Wygrywając dzisiejsze kwalifikacje Stefan Kraft dał austriackim kibicom powód, aby bardziej zainteresować ich tegorocznym Turniejem Czterech Skoczni. Czy to przebudzenie zwycięzcy tej imprezy z 2015 roku?
Kraft jest obecnie najwyżej sklasyfikowanym Austriakiem w Pucharze Świata, jednak ani trzynasta lokata w "generalce", ani lokaty zajmowane w dotychczasowych konkursach, ani tym bardziej wyniki treningów nie zapowiadały jego wygranej w kwalifikacjach.

- Gdy widzisz, że jesteś pierwszy, otrzymujesz potężną dawkę pewności siebie - stwierdził po serii eliminacyjnej Austriak.

W dzisiejszych treningach Kraft zajmował bardzo dalekie lokaty - 32. i 35. (w obu przypadkach lądował na 122. metrze). W kwalifikacjach nikt nie lądował dalej (138,5 m).
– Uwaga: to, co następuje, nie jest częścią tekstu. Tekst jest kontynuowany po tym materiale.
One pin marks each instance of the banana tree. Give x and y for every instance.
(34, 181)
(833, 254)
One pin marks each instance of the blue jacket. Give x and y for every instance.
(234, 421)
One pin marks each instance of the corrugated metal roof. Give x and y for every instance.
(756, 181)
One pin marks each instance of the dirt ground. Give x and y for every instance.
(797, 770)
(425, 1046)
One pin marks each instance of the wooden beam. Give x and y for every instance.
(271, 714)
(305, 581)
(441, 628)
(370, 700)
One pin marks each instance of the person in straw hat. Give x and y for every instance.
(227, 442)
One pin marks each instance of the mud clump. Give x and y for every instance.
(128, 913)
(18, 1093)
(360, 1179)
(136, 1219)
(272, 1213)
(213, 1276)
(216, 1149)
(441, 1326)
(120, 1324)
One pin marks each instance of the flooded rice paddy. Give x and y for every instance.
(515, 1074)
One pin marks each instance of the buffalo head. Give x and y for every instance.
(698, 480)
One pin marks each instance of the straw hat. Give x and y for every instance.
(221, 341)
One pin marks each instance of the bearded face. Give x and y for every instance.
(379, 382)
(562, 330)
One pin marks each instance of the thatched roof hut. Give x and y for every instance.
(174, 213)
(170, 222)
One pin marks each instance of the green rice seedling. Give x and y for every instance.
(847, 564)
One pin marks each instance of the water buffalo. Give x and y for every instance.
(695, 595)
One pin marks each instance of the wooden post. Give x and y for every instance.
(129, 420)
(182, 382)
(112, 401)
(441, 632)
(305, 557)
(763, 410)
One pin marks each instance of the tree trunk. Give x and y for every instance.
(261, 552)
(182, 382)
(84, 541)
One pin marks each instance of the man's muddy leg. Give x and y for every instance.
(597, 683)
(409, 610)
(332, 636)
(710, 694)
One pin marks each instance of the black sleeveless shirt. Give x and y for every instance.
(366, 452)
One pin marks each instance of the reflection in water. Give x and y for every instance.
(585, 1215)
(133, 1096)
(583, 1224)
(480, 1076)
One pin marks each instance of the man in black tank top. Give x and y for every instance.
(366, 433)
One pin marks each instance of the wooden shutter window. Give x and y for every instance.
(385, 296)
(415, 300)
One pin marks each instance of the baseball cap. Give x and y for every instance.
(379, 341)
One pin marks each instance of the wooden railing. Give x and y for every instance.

- Bardzo cieszę się z tego skoku, bo pokazał mi, że mogę być wśród najlepszych - przyznał. - Moje skoki treningowe nie były dobre, ale obejrzeliśmy nagrania i postanowiliśmy spróbować czegoś innego - oznajmił tajemniczo.

Efekt jest taki, że w pierwszej serii otwierającego 67. TCS konkursu Kraft wystartuje jako ostatni. O awans do drugiej rundy powalczy Jonathanem Learoydem.